If no base URL is set, Clawdbot chooses a default based on the API key source:
- `PERPLEXITY_API_KEY` or `pplx-...``https://api.perplexity.ai`
- `OPENROUTER_API_KEY` or `sk-or-...``https://openrouter.ai/api/v1`
- Unknown key formats → OpenRouter (safe fallback)
### Available Perplexity models
| Model | Description | Best for |
|-------|-------------|----------|
| `perplexity/sonar` | Fast Q&A with web search | Quick lookups |
| `perplexity/sonar-pro` (default) | Multi-step reasoning with web search | Complex questions |
| `perplexity/sonar-reasoning-pro` | Chain-of-thought analysis | Deep research |
## web_search
Search the web using your configured provider.
### Requirements
- `tools.web.search.enabled` must not be `false` (default: enabled)
- API key for your chosen provider:
- **Brave**: `BRAVE_API_KEY` or `tools.web.search.apiKey`
- **Perplexity**: `OPENROUTER_API_KEY`, `PERPLEXITY_API_KEY`, or `tools.web.search.perplexity.apiKey`
### Config
```json5
{
tools: {
web: {
search: {
enabled: true,
apiKey: "BRAVE_API_KEY_HERE", // optional if BRAVE_API_KEY is set
maxResults: 5,
timeoutSeconds: 30,
cacheTtlMinutes: 15
}
}
}
}
```
### Tool parameters
- `query` (required)
- `count` (110; default from config)
- `country` (optional): 2-letter country code for region-specific results (e.g., "DE", "US", "ALL"). If omitted, Brave chooses its default region.

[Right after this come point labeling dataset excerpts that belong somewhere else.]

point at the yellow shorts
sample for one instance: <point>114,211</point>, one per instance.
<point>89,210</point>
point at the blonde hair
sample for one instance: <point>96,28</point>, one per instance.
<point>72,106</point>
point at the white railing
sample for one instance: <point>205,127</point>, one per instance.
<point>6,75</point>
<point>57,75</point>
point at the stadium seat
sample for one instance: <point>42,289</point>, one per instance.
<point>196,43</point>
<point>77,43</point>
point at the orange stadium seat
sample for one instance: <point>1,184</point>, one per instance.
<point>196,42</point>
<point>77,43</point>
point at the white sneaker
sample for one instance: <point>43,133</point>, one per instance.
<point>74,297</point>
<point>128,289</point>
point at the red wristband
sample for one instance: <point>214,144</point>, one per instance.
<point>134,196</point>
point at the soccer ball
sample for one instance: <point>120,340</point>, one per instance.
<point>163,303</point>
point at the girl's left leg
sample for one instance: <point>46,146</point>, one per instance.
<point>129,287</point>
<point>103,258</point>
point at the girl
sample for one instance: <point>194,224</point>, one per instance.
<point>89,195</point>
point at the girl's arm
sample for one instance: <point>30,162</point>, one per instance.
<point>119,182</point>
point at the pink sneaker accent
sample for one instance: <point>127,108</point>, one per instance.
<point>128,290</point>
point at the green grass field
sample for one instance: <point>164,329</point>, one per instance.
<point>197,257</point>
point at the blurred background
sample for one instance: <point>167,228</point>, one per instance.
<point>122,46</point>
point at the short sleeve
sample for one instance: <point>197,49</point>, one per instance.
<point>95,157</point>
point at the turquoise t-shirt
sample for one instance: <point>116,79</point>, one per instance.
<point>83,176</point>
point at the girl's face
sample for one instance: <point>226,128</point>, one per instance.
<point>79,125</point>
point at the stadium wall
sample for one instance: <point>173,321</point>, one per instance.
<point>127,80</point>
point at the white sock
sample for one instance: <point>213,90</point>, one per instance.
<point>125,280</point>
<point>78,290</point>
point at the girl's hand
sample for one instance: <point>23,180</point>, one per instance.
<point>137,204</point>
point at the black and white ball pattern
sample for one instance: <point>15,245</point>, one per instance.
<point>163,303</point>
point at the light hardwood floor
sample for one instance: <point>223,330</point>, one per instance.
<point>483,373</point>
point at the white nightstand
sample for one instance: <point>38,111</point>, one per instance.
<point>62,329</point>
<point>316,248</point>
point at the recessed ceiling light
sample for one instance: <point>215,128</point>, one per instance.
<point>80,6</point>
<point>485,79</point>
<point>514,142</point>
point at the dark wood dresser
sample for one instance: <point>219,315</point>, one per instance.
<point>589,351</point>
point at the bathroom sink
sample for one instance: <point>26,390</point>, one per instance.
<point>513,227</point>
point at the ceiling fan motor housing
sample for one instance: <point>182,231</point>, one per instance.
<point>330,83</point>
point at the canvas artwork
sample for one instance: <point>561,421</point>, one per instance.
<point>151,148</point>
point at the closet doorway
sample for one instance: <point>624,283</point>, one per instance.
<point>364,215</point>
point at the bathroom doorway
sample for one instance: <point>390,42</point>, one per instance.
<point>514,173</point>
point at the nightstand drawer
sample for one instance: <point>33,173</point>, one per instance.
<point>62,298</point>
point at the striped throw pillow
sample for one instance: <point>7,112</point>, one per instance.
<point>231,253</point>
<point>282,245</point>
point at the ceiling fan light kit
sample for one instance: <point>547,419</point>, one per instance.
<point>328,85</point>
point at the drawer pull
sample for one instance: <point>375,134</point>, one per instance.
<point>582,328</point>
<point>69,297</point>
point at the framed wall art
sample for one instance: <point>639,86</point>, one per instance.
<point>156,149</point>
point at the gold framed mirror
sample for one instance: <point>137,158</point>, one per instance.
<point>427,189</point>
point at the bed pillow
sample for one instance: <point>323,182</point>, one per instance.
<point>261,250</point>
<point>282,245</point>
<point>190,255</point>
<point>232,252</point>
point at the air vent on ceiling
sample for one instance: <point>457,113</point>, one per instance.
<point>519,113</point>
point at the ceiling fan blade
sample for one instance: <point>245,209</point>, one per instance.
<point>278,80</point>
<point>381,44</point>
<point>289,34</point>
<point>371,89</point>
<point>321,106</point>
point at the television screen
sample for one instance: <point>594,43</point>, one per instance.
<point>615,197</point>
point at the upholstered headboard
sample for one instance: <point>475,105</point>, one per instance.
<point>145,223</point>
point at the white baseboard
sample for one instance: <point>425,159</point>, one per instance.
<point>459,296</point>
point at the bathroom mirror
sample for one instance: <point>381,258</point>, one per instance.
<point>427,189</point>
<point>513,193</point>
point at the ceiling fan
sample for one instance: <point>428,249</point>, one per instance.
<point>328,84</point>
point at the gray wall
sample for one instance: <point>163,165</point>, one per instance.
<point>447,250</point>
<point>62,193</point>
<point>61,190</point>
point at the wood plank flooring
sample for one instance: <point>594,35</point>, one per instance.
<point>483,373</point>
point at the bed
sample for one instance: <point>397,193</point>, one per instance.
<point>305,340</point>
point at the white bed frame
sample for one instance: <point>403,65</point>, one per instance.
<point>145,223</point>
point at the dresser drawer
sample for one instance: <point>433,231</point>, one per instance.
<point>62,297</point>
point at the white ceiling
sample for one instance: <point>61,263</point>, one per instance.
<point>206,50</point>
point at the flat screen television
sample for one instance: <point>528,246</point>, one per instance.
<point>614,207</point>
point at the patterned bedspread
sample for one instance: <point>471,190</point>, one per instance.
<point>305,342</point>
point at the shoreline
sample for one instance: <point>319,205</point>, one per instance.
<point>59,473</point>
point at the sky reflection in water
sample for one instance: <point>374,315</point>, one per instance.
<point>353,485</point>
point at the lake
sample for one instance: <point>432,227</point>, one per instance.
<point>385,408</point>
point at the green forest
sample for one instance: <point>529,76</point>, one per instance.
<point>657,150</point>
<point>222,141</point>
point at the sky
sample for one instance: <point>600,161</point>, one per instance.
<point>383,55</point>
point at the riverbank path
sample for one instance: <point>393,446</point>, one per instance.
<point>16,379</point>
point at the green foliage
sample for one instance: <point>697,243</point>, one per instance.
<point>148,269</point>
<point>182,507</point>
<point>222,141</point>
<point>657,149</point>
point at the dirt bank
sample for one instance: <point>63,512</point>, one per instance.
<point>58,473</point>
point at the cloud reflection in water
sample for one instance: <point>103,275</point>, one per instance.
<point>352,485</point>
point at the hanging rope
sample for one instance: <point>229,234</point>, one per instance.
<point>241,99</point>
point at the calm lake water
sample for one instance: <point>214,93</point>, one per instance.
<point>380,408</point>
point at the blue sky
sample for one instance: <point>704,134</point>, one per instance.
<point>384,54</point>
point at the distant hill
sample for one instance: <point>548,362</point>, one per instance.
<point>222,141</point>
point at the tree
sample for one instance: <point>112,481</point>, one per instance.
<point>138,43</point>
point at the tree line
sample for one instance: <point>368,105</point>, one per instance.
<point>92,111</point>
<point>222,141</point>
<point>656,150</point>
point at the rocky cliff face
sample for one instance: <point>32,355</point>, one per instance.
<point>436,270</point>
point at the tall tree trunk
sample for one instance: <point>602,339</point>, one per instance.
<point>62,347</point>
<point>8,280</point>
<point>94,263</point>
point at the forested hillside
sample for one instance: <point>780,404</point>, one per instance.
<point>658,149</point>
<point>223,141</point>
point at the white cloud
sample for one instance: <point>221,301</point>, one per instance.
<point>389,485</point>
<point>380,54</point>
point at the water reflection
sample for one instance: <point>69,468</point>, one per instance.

- `search_lang` (optional): ISO language code for search results (e.g., "de", "en", "fr")
- `ui_lang` (optional): ISO language code for UI elements
**Examples:**
```javascript
// German-specific search
await web_search({
query: "TV online schauen",
count: 10,
country: "DE",
search_lang: "de"
});
// French search with French UI
await web_search({
query: "actualités",
country: "FR",
search_lang: "fr",
ui_lang: "fr"
});
```
## web_fetch
Fetch a URL and extract readable content.
### Requirements
- `tools.web.fetch.enabled` must not be `false` (default: enabled)
- Optional Firecrawl fallback: set `tools.web.fetch.firecrawl.apiKey` or `FIRECRAWL_API_KEY`.
### Config
```json5
{
tools: {
web: {
fetch: {
enabled: true,
maxChars: 50000,
timeoutSeconds: 30,
cacheTtlMinutes: 15,
maxRedirects: 3,
userAgent: "Mozilla/5.0 (Macintosh; Intel Mac OS X 14_7_2) AppleWebKit/537.36 (KHTML, like Gecko) Chrome/122.0.0.0 Safari/537.36",
readability: true,
firecrawl: {
enabled: true,
apiKey: "FIRECRAWL_API_KEY_HERE", // optional if FIRECRAWL_API_KEY is set
baseUrl: "https://api.firecrawl.dev",
onlyMainContent: true,
maxAgeMs: 86400000, // ms (1 day)
timeoutSeconds: 60
}
}
}
}
}
```
### Tool parameters
- `url` (required, http/https only)
- `extractMode` (`markdown` | `text`)
- `maxChars` (truncate long pages)
Notes:
- `web_fetch` uses Readability (main-content extraction) first, then Firecrawl (if configured). If both fail, the tool returns an error.
- Firecrawl requests use bot-circumvention mode and cache results by default.
- `web_fetch` sends a Chrome-like User-Agent and `Accept-Language` by default; override `userAgent` if needed.
- `web_fetch` blocks private/internal hostnames and re-checks redirects (limit with `maxRedirects`).
- `web_fetch` is best-effort extraction; some sites will need the browser tool.
- See [Firecrawl](/tools/firecrawl) for key setup and service details.
- Responses are cached (default 15 minutes) to reduce repeated fetches.
- If you use tool profiles/allowlists, add `web_search`/`web_fetch` or `group:web`.
- If the Brave key is missing, `web_search` returns a short setup hint with a docs link.